La mañana de la danza moderna es una hora agitada. Puede que la danza fuera el menos precipitado de sus eventos. La mañana de la danza moderna es un tiempo de turbulencias. Centrífugas algunas (la Belle Époque muriéndose de fiesta). Centrípetas otras (la razón muriéndose de fascismo). Puede que la danza fuera el ovillo en el que recoger la forma de esas turbulencias comprensivas o dispersivas. Hora en que una noche hembra pretendió que se hiciese de día, la mañana de la danza moderna es un tiempo de feminidades viajeras, pioneras y pasajeras. De soledades belicosas y desarmadas. De singularidades intensivas. De histerias pensativas. E inversiones y reversiones. Y conversiones y perversiones.

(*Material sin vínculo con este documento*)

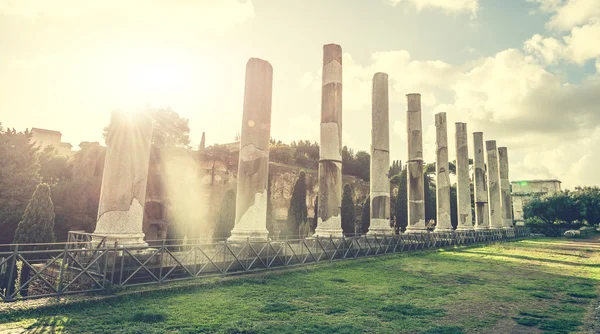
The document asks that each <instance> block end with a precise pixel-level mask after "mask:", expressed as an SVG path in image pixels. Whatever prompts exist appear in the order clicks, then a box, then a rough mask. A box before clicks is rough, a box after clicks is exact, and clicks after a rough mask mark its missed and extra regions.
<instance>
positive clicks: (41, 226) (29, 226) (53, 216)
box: [14, 183, 56, 244]
mask: <svg viewBox="0 0 600 334" xmlns="http://www.w3.org/2000/svg"><path fill="white" fill-rule="evenodd" d="M55 240H56V239H55V237H54V204H53V203H52V198H50V186H48V185H47V184H46V183H41V184H39V185H38V186H37V188H36V189H35V191H34V192H33V196H31V199H30V200H29V204H27V208H26V209H25V213H24V214H23V218H22V219H21V221H20V222H19V224H18V225H17V230H16V231H15V239H14V243H16V244H26V243H27V244H28V243H49V242H54V241H55Z"/></svg>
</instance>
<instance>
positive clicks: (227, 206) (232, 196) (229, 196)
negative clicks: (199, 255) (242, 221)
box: [213, 189, 235, 239]
mask: <svg viewBox="0 0 600 334" xmlns="http://www.w3.org/2000/svg"><path fill="white" fill-rule="evenodd" d="M234 226H235V191H233V189H229V190H227V191H226V192H225V196H223V200H222V201H221V206H220V207H219V217H218V218H217V226H216V227H215V231H214V232H213V239H223V238H229V237H230V236H231V230H233V227H234Z"/></svg>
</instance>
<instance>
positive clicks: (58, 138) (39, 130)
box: [31, 128, 73, 156]
mask: <svg viewBox="0 0 600 334" xmlns="http://www.w3.org/2000/svg"><path fill="white" fill-rule="evenodd" d="M61 138H62V134H61V133H60V132H58V131H54V130H47V129H40V128H32V129H31V141H32V142H34V143H35V144H36V146H37V147H39V148H40V149H41V150H43V149H44V148H46V147H48V146H50V145H52V146H54V148H56V150H57V151H58V153H59V154H62V155H66V156H71V155H72V154H73V150H72V148H73V145H71V144H69V143H65V142H61V141H60V140H61Z"/></svg>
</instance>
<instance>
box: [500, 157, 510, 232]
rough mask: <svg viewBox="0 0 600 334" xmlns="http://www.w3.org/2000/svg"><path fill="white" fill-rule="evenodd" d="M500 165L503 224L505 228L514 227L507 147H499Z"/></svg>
mask: <svg viewBox="0 0 600 334" xmlns="http://www.w3.org/2000/svg"><path fill="white" fill-rule="evenodd" d="M498 166H499V168H500V203H501V206H502V222H503V224H502V225H503V226H504V228H513V219H512V199H511V196H510V181H509V180H508V149H507V148H506V147H498Z"/></svg>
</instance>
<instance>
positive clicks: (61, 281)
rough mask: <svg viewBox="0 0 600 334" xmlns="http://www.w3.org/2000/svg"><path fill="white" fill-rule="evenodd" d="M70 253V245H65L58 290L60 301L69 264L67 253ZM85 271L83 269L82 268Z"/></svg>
mask: <svg viewBox="0 0 600 334" xmlns="http://www.w3.org/2000/svg"><path fill="white" fill-rule="evenodd" d="M68 251H69V243H66V244H65V249H64V251H63V261H62V263H61V264H60V276H59V278H58V288H57V289H56V290H57V291H56V297H57V299H60V295H61V292H62V289H63V280H64V276H65V264H66V262H67V252H68ZM82 269H83V268H82Z"/></svg>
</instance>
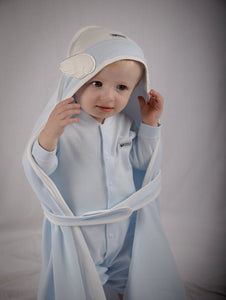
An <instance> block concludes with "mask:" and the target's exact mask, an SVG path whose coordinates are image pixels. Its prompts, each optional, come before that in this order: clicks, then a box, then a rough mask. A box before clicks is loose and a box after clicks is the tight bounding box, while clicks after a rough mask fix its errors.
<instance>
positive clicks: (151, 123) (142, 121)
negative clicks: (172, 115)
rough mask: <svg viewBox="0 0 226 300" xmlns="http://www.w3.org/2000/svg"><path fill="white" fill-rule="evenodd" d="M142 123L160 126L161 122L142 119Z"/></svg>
mask: <svg viewBox="0 0 226 300" xmlns="http://www.w3.org/2000/svg"><path fill="white" fill-rule="evenodd" d="M142 123H144V124H146V125H149V126H152V127H159V122H158V121H147V120H142Z"/></svg>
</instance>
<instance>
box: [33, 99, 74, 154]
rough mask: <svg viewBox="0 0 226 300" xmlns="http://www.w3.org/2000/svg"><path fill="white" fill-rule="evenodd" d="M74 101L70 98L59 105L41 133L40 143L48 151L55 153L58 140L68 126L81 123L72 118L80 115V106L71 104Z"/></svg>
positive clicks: (60, 102)
mask: <svg viewBox="0 0 226 300" xmlns="http://www.w3.org/2000/svg"><path fill="white" fill-rule="evenodd" d="M72 101H73V98H68V99H66V100H63V101H61V102H60V103H58V104H57V105H56V106H55V108H54V109H53V111H52V112H51V114H50V116H49V118H48V121H47V122H46V125H45V127H44V128H43V130H42V131H41V133H40V135H39V139H38V142H39V145H40V146H41V147H42V148H43V149H45V150H46V151H49V152H51V151H54V149H56V146H57V142H58V138H59V137H60V136H61V135H62V134H63V132H64V130H65V128H66V126H67V125H69V124H72V123H77V122H78V121H79V119H78V118H71V117H72V116H73V115H77V114H79V113H80V104H78V103H71V102H72Z"/></svg>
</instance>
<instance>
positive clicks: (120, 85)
mask: <svg viewBox="0 0 226 300" xmlns="http://www.w3.org/2000/svg"><path fill="white" fill-rule="evenodd" d="M117 88H118V89H119V90H120V91H124V90H126V89H127V86H125V85H124V84H119V85H118V86H117Z"/></svg>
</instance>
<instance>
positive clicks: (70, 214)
mask: <svg viewBox="0 0 226 300" xmlns="http://www.w3.org/2000/svg"><path fill="white" fill-rule="evenodd" d="M122 59H133V60H136V61H139V62H141V63H142V64H143V65H144V69H145V72H144V76H143V78H142V80H141V82H140V84H139V85H138V87H137V88H136V90H135V91H134V92H133V93H132V95H131V98H130V100H129V102H128V105H127V107H126V108H125V113H127V114H129V115H130V116H131V117H132V118H133V119H134V120H135V122H136V124H137V126H139V124H140V121H141V116H140V109H139V103H138V100H137V96H138V95H141V96H143V97H144V98H145V99H146V98H147V92H148V88H149V87H148V82H149V75H148V70H147V64H146V62H145V59H144V55H143V52H142V50H141V49H140V47H138V46H137V45H136V43H134V42H133V41H132V40H130V39H129V38H127V37H125V36H124V35H123V34H121V33H118V32H115V31H112V30H107V29H103V28H100V27H96V26H92V27H86V28H83V29H81V30H80V31H79V32H78V33H77V34H76V35H75V36H74V38H73V39H72V42H71V44H70V47H69V49H68V53H67V57H66V59H65V60H64V61H63V62H62V63H61V65H60V69H61V70H62V72H63V75H62V78H61V80H60V83H59V87H58V89H57V91H56V93H55V94H54V95H53V97H52V98H51V99H50V101H49V103H48V104H47V106H46V108H45V109H44V111H43V113H42V114H41V116H40V118H39V119H38V121H37V123H36V125H35V128H34V130H33V133H32V136H31V138H30V140H29V142H28V145H27V147H26V150H25V153H24V156H23V165H24V169H25V173H26V176H27V178H28V181H29V182H30V184H31V186H32V188H33V190H34V191H35V193H36V195H37V197H38V198H39V200H40V202H41V205H42V208H43V211H44V214H45V219H44V228H43V267H42V273H41V279H40V288H39V295H38V299H39V300H44V299H45V300H54V299H58V300H62V299H67V300H72V299H78V300H104V299H106V297H105V294H104V291H103V288H102V285H101V282H100V280H99V278H98V274H97V271H96V268H95V265H94V263H93V260H92V257H91V255H90V253H89V249H88V247H87V245H86V241H85V239H84V236H83V234H82V231H81V226H91V225H98V224H108V223H114V222H117V221H120V220H123V219H126V218H128V217H130V216H131V215H132V214H133V212H137V218H136V224H135V236H134V244H133V249H132V258H131V266H130V271H129V279H128V283H127V287H126V293H125V297H124V299H125V300H137V299H142V300H150V299H153V300H175V299H180V300H182V299H184V298H185V297H184V291H183V287H182V283H181V281H180V278H179V275H178V272H177V268H176V266H175V263H174V259H173V256H172V254H171V251H170V248H169V245H168V242H167V239H166V238H165V235H164V232H163V229H162V225H161V222H160V216H159V211H158V197H159V194H160V189H161V171H160V167H161V143H160V141H159V142H158V144H157V147H156V149H155V151H154V153H153V155H152V159H151V161H150V163H149V165H148V167H147V169H146V170H145V172H143V173H142V174H140V173H139V174H138V173H135V180H137V182H138V183H137V185H136V186H137V191H136V192H135V193H134V194H132V195H130V197H128V198H127V199H126V200H125V201H123V202H121V203H119V204H117V205H116V206H115V207H113V208H111V209H106V210H101V211H94V212H92V211H90V212H88V213H86V214H84V215H81V216H75V215H74V214H73V213H72V211H71V210H70V208H69V207H68V205H67V203H66V202H65V201H64V199H63V197H62V195H61V194H60V192H59V189H58V187H57V186H56V184H55V183H54V182H53V181H52V180H51V178H50V177H49V176H48V175H46V174H45V173H44V172H43V171H42V169H41V168H40V167H39V166H38V165H37V163H36V162H35V160H34V158H33V157H32V146H33V143H34V141H35V140H36V139H37V137H38V135H39V133H40V131H41V130H42V128H43V127H44V126H45V123H46V121H47V119H48V116H49V114H50V113H51V111H52V110H53V108H54V106H55V105H56V104H57V103H58V102H59V101H61V100H63V99H66V98H68V97H71V96H73V95H74V94H75V93H76V91H77V90H78V89H79V88H80V87H81V86H82V85H83V84H84V83H86V82H87V81H88V80H89V79H91V78H92V77H93V76H94V75H95V74H97V73H98V72H99V71H100V70H101V69H102V68H103V67H105V66H106V65H108V64H110V63H113V62H115V61H118V60H122ZM147 101H148V99H147ZM136 177H137V178H136ZM62 270H63V271H62Z"/></svg>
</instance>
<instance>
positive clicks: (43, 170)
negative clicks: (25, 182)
mask: <svg viewBox="0 0 226 300" xmlns="http://www.w3.org/2000/svg"><path fill="white" fill-rule="evenodd" d="M56 152H57V149H55V150H54V151H51V152H48V151H46V150H45V149H43V148H42V147H41V146H40V145H39V142H38V139H37V140H36V141H35V142H34V144H33V148H32V156H33V157H34V159H35V161H36V163H37V164H38V165H39V167H40V168H41V169H42V170H43V171H44V172H45V173H46V174H47V175H51V174H52V173H53V172H54V171H55V170H56V168H57V166H58V158H57V155H56Z"/></svg>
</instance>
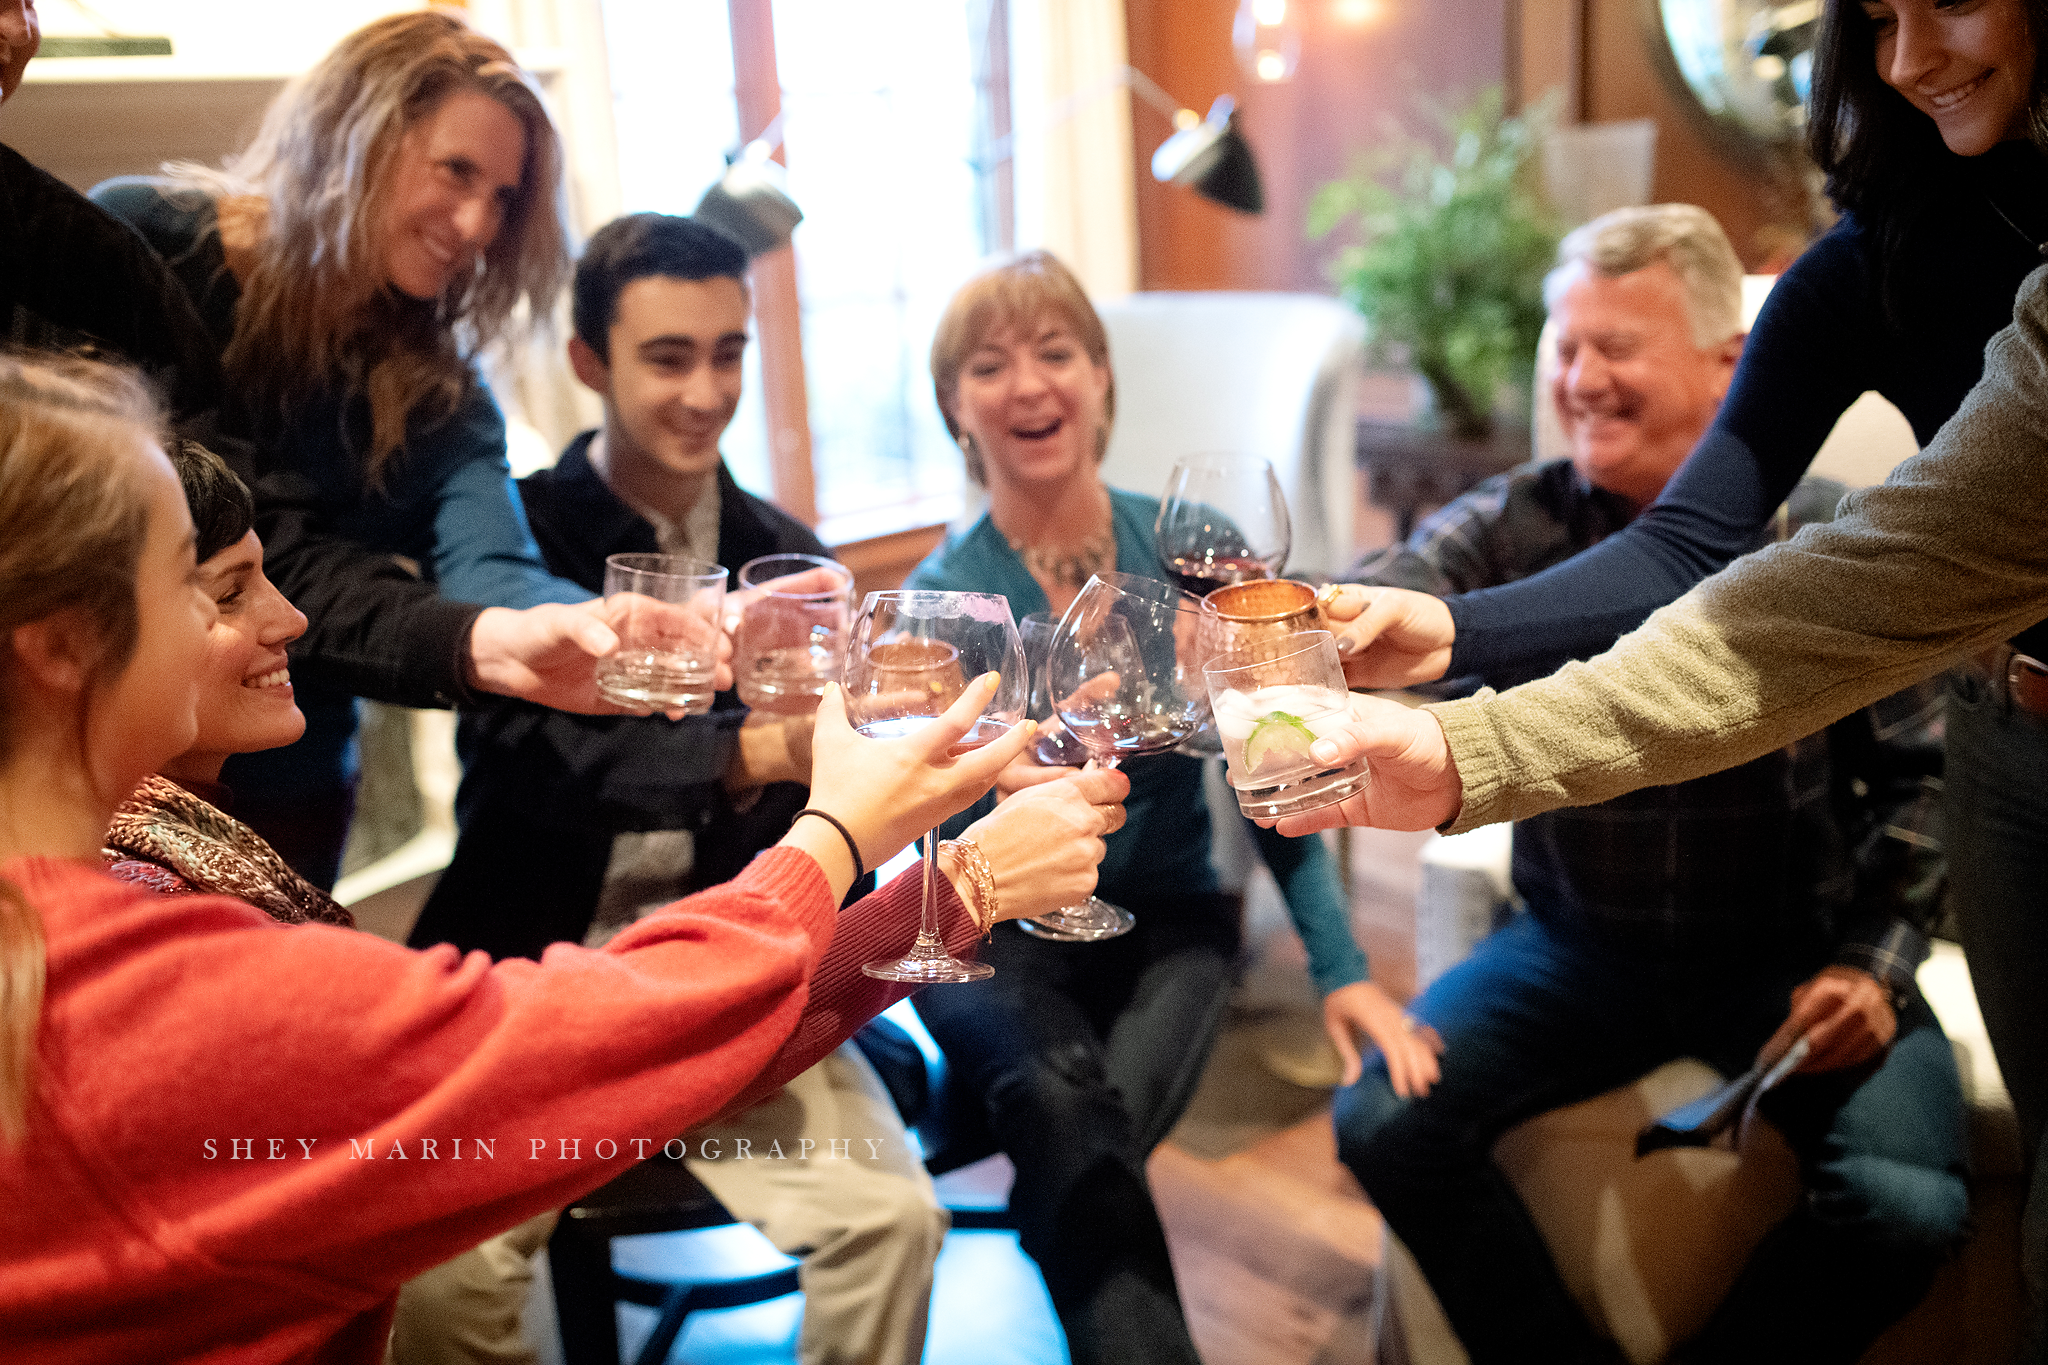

Loïe Fuller y Mary Wigman fueron de esas singularidades concentradas, de esos nudos de masa crítica. Musa de años locos una, Musa de un totalitarismo loco otra. Centrífuga, Loïe. Centrípeta, Mary. El agua del mar y el fuego del Walhalla. Amiga de reyes una, amiga de jerarcas otra. Se codearon, ambas, con responsables de guerras mundiales. Y una venía de América a conquistar Europa. La otra creyó, de Europa, conquistar América. Ambas le bailaron al centro que eran, y a ambas les bastó, para bailar, su centro: un turbulento desaparecer, Loïe. Un turbulento concretarse, Mary. Una pureza de los efectos Loïe. Una pureza de las causas Mary.
Preguntémosles cómo fue creer que el centro que bailaban fuera cuestión de verdadera magia o verdadera fe, cuando el siglo afilaba sus cuchillos, y confluía en el centro lo peor de otras falsas ilusiones, y otras falsas fes. Mientras tenía que ser de día, y de pronto se hizo noche. Cómo cruzaron esa oscuridad. Y si es verdad que sabían, sobre la nada, más que todos los muertos.